14.11.2019 Stuttgarter Zeitung Zur Belohnung gibt es Spaghetti
Rems-Murr-Kreis Rettungshunde Die elfjährige Schäferhündin Baily hat eine seit Sonntag vermisste Frau gefunden. Von Phillip Weingand
Die Heldin des Tages heißt Baily und hat den richtigen Riecher gehabt: Die Holländische Schäferhündin und ihre Hundeführerin Sabine Moscal haben in der Nacht zum Mittwoch eine 76 Jahre alte, demenzkranke Frau gefunden, die seit Sonntagmorgen vermisst worden war. Gegen 1.40 Uhr erschnüffelte das Tier die unterkühlte Seniorin in einem Waldstück nordöstlich von Weinstadt-Großheppach (RemsMurr-Kreis). „Sie lag in einem Gebüsch am Wegesrand“, erzählt die 50-jährige Moscal. „Sie war zwar etwas unterkühlt, aber sofort ansprechbar. Wir waren alle recht verwundert, wie gut es ihr geht.“
Während sich Rettungskräfte um die Seniorin kümmerten, bekam die Hündin ihre Belohnung: „Ich hatte extra eine Portion Spaghetti Carbonara eingepackt – und ihr Ball zum Spielen ist für Baily das Allerwichtigste“, erzählt die Leutenbacherin. Sie hat schon am Morgen danach diverse Interviewanfragen bekommen. Ganz angenehm sei ihr das nicht, denn sie fühle sich nicht als Heldin: „Es ist einfach mein Ehrenamt. Ich mache das seit 17 Jahren, es ist für uns eigentlich selbstverständlich.“ Und sie ergänzt: „Ohne meine Suchtrupphelferinnen Bianca Kern und Melissa Funder, die die Orientierung haben und den Funkkontakt halten, wären wir nichts.“
Dass die Suchaktion zum Erfolg geführt hat, war alles andere als selbstverständlich: Die Chancen für die dünn bekleidete Seniorin standen ziemlich schlecht. Am Sonntag und Montag lagen die Temperaturen in Waiblingen um den Gefrierpunkt, wegen schlechter Witterung hatte ein Polizeihubschrauber am Sonntag nur einen recht kurzen Einsatz fliegen können, zumal der Einsatz des Fluggeräts wie auch der Rettungshunde nur sinnvoll sei, wenn die Einsatzkräfte einen Ansatzpunkt hätten, erklärte ein Polizeisprecher.

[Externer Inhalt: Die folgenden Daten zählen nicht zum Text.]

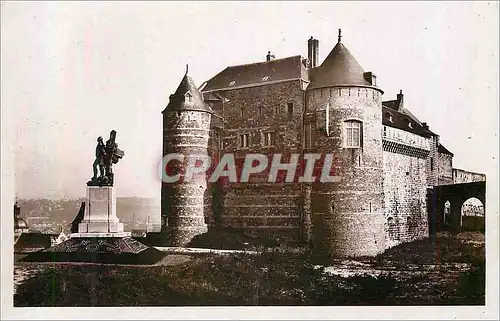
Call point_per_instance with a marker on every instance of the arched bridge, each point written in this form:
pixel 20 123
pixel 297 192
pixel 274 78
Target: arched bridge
pixel 444 204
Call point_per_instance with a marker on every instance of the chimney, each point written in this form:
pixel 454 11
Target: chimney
pixel 400 99
pixel 371 78
pixel 313 51
pixel 269 57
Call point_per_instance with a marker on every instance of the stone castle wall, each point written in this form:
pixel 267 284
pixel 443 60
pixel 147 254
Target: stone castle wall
pixel 404 197
pixel 184 204
pixel 259 207
pixel 347 216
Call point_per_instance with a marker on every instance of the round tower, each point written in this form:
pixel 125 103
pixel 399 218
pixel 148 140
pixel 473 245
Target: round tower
pixel 346 110
pixel 186 132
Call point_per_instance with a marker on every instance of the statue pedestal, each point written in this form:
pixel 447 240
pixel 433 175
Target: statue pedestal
pixel 100 218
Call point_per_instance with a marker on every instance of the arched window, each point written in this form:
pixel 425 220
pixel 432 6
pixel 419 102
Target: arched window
pixel 352 133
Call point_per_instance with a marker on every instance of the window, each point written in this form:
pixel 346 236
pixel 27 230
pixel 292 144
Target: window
pixel 244 141
pixel 308 136
pixel 289 110
pixel 269 138
pixel 352 133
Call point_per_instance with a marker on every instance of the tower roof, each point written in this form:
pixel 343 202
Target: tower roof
pixel 339 68
pixel 187 97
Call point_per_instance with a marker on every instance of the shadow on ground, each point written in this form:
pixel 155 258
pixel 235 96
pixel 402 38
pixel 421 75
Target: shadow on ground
pixel 442 270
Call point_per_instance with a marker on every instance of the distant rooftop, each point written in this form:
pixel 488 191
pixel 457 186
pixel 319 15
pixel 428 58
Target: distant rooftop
pixel 275 70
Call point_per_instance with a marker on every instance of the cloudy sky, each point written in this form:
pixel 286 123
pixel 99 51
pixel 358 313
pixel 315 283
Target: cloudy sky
pixel 72 71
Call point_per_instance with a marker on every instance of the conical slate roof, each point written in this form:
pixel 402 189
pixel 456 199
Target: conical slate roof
pixel 339 68
pixel 187 97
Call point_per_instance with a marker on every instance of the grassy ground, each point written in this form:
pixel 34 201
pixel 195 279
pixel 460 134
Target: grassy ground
pixel 438 271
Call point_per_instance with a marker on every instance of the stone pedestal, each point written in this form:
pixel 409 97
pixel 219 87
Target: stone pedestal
pixel 100 218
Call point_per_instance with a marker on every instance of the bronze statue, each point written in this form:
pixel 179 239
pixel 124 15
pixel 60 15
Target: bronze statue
pixel 100 154
pixel 106 155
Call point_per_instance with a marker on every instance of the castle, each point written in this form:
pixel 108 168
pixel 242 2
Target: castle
pixel 388 160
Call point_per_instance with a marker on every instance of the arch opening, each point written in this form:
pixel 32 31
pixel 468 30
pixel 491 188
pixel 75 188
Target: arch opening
pixel 472 215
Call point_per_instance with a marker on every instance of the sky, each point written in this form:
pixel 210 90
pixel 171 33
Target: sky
pixel 72 71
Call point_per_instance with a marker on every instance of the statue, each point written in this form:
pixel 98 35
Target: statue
pixel 106 155
pixel 100 154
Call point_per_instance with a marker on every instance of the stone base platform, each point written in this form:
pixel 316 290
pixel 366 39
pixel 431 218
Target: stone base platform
pixel 100 235
pixel 108 250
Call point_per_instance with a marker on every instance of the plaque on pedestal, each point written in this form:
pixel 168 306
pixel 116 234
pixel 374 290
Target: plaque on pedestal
pixel 100 219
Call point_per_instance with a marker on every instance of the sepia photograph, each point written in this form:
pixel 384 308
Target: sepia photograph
pixel 249 160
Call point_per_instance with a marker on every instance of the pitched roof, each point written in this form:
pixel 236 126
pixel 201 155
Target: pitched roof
pixel 400 120
pixel 258 73
pixel 443 150
pixel 339 68
pixel 187 97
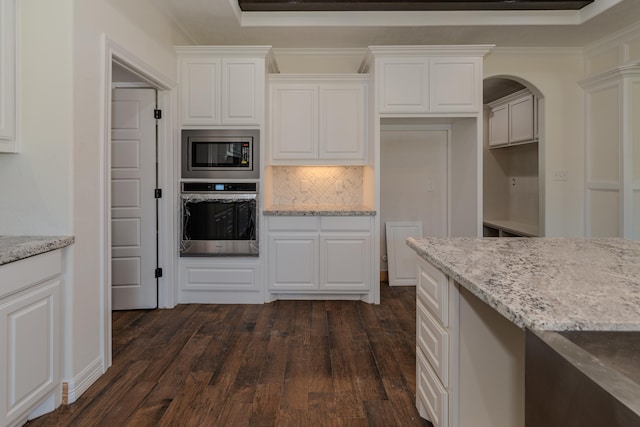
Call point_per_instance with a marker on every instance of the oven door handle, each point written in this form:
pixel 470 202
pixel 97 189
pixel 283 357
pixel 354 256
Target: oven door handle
pixel 212 197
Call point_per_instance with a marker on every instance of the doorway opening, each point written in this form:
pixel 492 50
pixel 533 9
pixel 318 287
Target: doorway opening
pixel 134 206
pixel 121 65
pixel 513 158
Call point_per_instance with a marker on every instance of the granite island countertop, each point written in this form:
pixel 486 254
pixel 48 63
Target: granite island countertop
pixel 318 210
pixel 558 284
pixel 15 248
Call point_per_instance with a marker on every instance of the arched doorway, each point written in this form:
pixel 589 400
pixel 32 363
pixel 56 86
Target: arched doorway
pixel 513 161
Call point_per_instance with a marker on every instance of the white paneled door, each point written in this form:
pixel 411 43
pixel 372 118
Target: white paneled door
pixel 133 204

Die erste Fährte der verschwundenen Seniorin am Korber Kopf verlor sich am Sonntag , am Montag startete die Polizei eine Öffentlichkeitsfahndung. In der Nacht auf Mittwoch zogen die Hundeführer trotzdem erneut los. „Wir haben uns auf ein Waldstück konzentriert, in dem wir am Sonntag noch nicht gesucht hatten“, erzählt Moscal. Als sich Baily beim Stöbern merkwürdig verhielt, wusste sie: Irgendwo hier muss ein Mensch sein – wie sich herausstellte, war es die Vermisste.

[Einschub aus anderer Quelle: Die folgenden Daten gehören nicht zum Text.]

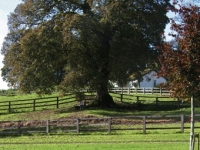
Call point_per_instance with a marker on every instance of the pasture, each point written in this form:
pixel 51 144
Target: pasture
pixel 117 140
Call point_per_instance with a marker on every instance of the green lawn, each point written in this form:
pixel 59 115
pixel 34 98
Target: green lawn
pixel 98 142
pixel 128 140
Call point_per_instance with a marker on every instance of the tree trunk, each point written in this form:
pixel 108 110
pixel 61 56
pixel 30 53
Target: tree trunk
pixel 192 125
pixel 104 99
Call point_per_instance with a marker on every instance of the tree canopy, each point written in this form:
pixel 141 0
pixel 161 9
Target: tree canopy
pixel 181 64
pixel 74 44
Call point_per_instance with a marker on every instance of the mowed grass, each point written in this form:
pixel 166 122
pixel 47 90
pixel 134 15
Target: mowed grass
pixel 117 140
pixel 123 141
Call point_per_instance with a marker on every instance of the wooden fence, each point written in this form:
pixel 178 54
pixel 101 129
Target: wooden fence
pixel 40 103
pixel 110 124
pixel 57 102
pixel 125 90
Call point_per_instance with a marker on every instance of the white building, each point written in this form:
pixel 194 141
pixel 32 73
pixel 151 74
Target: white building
pixel 149 80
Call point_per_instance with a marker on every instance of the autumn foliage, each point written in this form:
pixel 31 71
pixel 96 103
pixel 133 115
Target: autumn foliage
pixel 180 63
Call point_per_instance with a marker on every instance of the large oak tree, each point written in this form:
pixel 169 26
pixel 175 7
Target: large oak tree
pixel 78 44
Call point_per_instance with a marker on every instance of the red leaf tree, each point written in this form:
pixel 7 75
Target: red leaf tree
pixel 181 64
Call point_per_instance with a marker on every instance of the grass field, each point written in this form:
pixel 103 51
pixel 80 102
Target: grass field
pixel 126 140
pixel 98 142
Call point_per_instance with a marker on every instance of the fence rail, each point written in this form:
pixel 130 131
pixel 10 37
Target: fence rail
pixel 57 102
pixel 109 124
pixel 161 91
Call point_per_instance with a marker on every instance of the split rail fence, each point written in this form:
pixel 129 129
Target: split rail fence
pixel 12 106
pixel 178 123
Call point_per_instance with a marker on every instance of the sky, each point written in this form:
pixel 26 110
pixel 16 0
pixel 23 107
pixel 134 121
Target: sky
pixel 6 7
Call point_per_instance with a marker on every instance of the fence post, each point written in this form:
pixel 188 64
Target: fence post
pixel 77 125
pixel 196 136
pixel 19 127
pixel 109 125
pixel 182 123
pixel 160 91
pixel 47 126
pixel 121 97
pixel 178 100
pixel 34 105
pixel 9 106
pixel 137 99
pixel 156 101
pixel 144 124
pixel 57 102
pixel 129 91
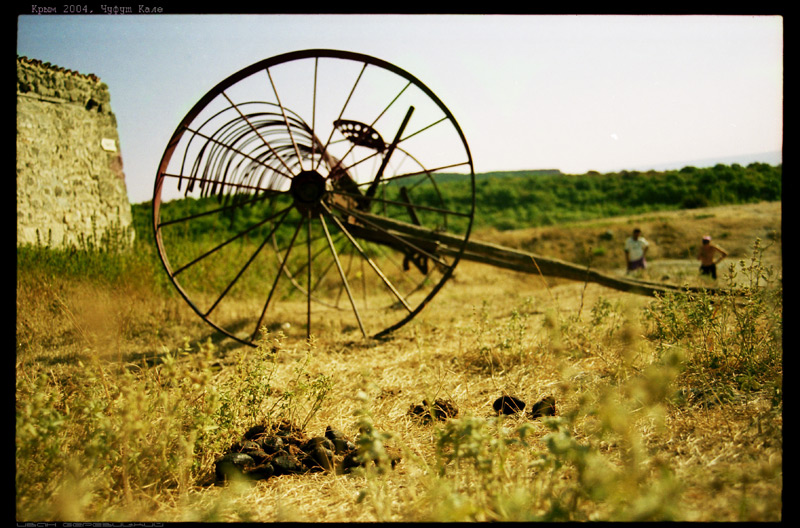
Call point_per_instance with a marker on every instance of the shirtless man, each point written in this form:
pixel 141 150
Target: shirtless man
pixel 706 256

Die Rettungshundestaffel Rems-Murr gibt es seit fast 20 Jahren. Sie finanziert sich durch Mitgliedsbeiträge und Spenden, die Kosten für Ausrüstung und Einsätze trägt sie selbst. Hundehalter, die mit ihrem Tier die Ausbildung zum Rettungshundeteam absolvieren wollen, müssen viel lernen – neben Erste-Hilfe-Kursen stehen zum Beispiel Lernmodule zur Einsatztaktik und den Gefahren auf dem Plan.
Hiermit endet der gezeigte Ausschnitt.